CDC director Dr. Mandy Cohen announced the decision after a CDC advisory committee, which is made up of independent vaccine and infectious disease experts, voted 11-1 to make the change. “An additional vaccine dose can provide added protection that may have decreased over time for those at highest risk,” she said in a statement.

The decision is based on data presented by CDC scientists that showed current hospitalization rates for COVID-19 are highest among seniors, with the biggest spikes occurring among those 75 years and older. People 65 and older account for 67% of hospitalizations due to COVID-19. (The CDC previously recommended that most people get a COVID-19 vaccine once a year. )

The committee reviewed new data showing that the current COVID-19 shot is effective against currently circulating variants including JN.1 , even though it targets XBB. People who were vaccinated with the latest shot made fewer trips to urgent care and emergency rooms for COVID-19-related symptoms, and were less likely to be hospitalized than those who did not receive the shot. But vaccine protection wanes over time, so getting another dose will help prevent serious outcomes in the most vulnerable.

Read More: Why It’s So Hard to Get Kids Vaccinated Against COVID-19

“I was convinced by the data that there is significant protection with an additional dose at this time,” says Dr. Wilbur Chen, professor of medicine at the University of Maryland School of Medicine and a member of the committee. “This recommendation isn’t for the entire population, but for high-risk segments of the population. We are trying to improve their protection as much as possible and wanted to afford those over 65 years the opportunity to get a second dose.”

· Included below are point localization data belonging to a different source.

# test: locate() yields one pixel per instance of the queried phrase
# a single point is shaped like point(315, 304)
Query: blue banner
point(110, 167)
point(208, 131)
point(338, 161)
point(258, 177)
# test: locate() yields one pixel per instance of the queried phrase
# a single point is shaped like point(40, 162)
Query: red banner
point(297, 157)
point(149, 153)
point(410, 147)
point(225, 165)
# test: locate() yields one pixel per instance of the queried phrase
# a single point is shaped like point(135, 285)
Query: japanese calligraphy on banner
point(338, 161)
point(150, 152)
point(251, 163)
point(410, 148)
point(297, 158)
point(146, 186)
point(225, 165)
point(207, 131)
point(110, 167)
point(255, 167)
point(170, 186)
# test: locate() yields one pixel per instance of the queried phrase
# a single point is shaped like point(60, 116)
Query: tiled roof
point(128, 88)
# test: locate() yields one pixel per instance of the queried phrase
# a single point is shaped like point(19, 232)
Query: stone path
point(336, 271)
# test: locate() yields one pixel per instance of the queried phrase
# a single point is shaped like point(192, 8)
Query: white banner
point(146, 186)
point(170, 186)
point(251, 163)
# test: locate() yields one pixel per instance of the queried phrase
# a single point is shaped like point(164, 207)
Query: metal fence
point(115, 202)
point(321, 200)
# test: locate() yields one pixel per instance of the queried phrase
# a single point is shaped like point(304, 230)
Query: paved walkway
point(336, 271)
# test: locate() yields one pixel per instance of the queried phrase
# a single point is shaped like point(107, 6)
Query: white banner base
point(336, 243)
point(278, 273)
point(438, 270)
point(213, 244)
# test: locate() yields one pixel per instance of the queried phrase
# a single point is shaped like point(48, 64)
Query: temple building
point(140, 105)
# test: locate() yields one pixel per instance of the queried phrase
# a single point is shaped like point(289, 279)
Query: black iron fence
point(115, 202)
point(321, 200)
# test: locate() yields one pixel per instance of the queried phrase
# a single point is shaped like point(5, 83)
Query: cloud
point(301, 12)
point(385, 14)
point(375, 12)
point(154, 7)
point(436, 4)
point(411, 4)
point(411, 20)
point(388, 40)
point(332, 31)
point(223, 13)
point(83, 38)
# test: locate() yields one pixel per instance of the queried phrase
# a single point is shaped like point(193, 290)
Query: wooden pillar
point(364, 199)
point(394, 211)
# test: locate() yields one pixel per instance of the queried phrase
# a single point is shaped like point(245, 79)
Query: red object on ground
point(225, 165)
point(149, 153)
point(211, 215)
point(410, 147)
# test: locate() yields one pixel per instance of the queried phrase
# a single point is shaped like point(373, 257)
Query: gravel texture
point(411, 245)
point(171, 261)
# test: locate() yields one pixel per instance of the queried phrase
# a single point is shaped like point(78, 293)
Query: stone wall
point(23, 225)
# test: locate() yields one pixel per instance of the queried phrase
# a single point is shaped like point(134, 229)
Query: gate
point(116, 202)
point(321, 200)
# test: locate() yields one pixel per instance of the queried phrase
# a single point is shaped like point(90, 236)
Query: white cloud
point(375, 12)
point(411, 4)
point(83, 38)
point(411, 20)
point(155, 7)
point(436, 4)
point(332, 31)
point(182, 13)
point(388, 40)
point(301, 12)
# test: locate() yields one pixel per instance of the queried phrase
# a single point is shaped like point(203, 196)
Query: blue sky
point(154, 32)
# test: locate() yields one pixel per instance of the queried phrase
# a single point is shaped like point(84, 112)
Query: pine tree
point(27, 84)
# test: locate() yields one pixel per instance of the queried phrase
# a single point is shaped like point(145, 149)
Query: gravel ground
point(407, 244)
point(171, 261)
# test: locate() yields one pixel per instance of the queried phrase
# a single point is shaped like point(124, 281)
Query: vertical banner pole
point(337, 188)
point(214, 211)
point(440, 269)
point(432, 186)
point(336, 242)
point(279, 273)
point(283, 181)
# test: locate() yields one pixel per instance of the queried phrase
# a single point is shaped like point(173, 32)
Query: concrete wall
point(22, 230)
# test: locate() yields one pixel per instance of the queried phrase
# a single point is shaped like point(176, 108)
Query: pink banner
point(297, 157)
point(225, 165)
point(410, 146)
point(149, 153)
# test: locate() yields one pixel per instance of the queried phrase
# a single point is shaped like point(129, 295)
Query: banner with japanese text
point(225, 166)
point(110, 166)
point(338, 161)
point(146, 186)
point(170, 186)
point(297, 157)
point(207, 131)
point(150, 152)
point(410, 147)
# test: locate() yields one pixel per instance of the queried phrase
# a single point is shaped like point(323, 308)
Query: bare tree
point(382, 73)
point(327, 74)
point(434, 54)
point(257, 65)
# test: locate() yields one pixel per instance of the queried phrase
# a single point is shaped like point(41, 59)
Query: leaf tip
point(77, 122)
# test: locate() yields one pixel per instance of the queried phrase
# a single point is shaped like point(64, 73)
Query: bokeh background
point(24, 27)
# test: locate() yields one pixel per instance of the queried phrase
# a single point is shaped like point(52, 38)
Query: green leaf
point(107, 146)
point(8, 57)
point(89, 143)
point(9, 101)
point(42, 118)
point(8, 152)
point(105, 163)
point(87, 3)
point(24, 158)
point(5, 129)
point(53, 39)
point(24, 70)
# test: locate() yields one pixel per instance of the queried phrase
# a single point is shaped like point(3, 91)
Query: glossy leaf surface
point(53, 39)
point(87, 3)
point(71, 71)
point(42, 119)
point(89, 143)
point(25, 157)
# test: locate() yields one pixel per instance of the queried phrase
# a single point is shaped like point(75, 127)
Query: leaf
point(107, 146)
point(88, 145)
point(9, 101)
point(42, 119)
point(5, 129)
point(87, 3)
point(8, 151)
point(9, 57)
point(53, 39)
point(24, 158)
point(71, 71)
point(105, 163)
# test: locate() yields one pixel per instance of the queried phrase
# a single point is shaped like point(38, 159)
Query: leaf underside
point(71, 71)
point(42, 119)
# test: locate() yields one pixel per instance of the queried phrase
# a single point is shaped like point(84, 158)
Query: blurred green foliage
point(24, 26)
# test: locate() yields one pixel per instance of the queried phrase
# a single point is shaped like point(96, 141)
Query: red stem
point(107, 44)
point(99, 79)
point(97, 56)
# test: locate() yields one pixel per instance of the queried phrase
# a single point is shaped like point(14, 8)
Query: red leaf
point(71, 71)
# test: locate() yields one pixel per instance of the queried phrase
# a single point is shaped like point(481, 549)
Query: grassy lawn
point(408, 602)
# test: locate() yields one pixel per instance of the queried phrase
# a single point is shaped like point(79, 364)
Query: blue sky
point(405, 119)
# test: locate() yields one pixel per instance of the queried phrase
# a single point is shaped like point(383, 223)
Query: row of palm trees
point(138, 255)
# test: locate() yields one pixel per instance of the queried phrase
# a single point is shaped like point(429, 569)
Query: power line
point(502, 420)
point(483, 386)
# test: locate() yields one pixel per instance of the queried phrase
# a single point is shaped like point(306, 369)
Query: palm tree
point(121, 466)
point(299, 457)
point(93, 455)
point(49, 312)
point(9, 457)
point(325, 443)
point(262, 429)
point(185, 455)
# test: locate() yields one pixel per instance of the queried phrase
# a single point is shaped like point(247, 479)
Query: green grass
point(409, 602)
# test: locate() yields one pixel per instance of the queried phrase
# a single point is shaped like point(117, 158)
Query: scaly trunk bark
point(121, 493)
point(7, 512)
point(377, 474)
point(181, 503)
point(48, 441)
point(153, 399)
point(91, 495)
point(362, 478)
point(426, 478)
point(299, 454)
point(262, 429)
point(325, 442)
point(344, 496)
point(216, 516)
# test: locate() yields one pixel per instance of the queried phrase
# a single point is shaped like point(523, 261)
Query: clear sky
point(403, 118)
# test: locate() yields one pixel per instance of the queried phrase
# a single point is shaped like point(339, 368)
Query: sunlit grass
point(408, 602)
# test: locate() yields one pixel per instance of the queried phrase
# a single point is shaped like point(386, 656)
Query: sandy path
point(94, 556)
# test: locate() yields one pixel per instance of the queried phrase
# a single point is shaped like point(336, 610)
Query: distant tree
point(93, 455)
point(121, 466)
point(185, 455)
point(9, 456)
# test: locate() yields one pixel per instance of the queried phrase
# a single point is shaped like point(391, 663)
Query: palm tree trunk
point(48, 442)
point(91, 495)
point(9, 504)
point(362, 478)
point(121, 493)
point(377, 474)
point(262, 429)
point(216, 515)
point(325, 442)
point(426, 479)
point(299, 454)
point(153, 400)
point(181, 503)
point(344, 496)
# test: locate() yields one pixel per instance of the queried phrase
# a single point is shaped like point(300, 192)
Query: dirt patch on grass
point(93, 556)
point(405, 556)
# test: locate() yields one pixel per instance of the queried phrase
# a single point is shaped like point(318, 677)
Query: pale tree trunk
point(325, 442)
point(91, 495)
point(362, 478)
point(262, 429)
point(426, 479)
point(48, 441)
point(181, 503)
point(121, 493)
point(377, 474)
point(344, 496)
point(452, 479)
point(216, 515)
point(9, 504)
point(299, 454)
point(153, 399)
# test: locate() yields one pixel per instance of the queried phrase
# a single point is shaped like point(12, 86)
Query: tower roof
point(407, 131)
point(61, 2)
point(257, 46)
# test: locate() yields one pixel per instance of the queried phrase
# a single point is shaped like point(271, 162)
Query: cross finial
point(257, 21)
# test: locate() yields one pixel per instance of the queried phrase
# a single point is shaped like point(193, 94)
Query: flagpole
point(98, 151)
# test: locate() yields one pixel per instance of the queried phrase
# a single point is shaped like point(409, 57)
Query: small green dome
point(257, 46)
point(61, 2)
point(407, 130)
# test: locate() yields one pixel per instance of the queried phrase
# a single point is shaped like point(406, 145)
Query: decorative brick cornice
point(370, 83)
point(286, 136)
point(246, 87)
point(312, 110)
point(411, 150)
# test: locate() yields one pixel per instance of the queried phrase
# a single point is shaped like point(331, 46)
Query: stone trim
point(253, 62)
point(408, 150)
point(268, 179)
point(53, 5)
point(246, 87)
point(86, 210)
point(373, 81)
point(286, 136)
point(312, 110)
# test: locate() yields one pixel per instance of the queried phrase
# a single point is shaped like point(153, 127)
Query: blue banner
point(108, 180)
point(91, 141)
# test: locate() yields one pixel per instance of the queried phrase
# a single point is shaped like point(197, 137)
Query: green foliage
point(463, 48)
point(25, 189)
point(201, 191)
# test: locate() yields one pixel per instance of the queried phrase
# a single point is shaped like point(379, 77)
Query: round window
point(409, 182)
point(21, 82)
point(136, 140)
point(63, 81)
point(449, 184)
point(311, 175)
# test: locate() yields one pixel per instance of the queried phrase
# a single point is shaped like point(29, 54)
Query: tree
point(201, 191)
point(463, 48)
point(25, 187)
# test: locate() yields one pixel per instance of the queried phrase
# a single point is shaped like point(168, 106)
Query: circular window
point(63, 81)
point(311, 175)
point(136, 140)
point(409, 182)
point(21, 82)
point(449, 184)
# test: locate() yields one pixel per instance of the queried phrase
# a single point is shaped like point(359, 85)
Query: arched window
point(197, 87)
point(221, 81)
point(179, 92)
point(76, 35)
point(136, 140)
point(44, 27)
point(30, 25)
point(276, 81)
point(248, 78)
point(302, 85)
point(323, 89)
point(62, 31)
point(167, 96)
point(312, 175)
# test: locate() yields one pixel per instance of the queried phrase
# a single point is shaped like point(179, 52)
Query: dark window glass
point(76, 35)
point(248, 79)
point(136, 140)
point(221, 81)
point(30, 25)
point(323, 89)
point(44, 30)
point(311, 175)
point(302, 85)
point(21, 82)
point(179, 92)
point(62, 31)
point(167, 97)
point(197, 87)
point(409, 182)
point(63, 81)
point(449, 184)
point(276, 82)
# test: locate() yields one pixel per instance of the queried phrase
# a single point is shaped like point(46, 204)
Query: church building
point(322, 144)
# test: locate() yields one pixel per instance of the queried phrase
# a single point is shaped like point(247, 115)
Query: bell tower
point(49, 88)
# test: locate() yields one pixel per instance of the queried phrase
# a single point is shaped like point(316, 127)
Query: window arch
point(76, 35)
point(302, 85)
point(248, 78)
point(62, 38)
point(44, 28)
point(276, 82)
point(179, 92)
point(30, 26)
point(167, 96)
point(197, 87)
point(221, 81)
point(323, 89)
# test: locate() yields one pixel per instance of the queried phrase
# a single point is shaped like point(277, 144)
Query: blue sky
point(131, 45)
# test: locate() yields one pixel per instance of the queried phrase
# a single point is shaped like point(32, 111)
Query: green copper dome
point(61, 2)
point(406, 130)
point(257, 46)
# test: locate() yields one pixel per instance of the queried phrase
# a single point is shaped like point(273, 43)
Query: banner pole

One challenge to achieving that, however, is that uptake of the newest COVID-19 vaccine has been low. Though about 40% of seniors have gotten it so far—the highest rate out of any age group—it still means more than half of a very vulnerable group are not up to date. The low demand is fueling decreased access, says Chen, since more doctors’ offices are deciding not to provide the shot because their patients aren’t asking for it. Now that the government is no longer providing the vaccines for free, many people who are under- or uninsured are not getting immunized.

Chen says the committee members hope that older adults and health care providers alike receive the strong message behind the recommendation and take it seriously. “As we enter the warmer months, while we usually see flu and RSV disappear, in previous summers we still saw 500 deaths a month,” he says. “That’s a lot of deaths, and we need to act on that.”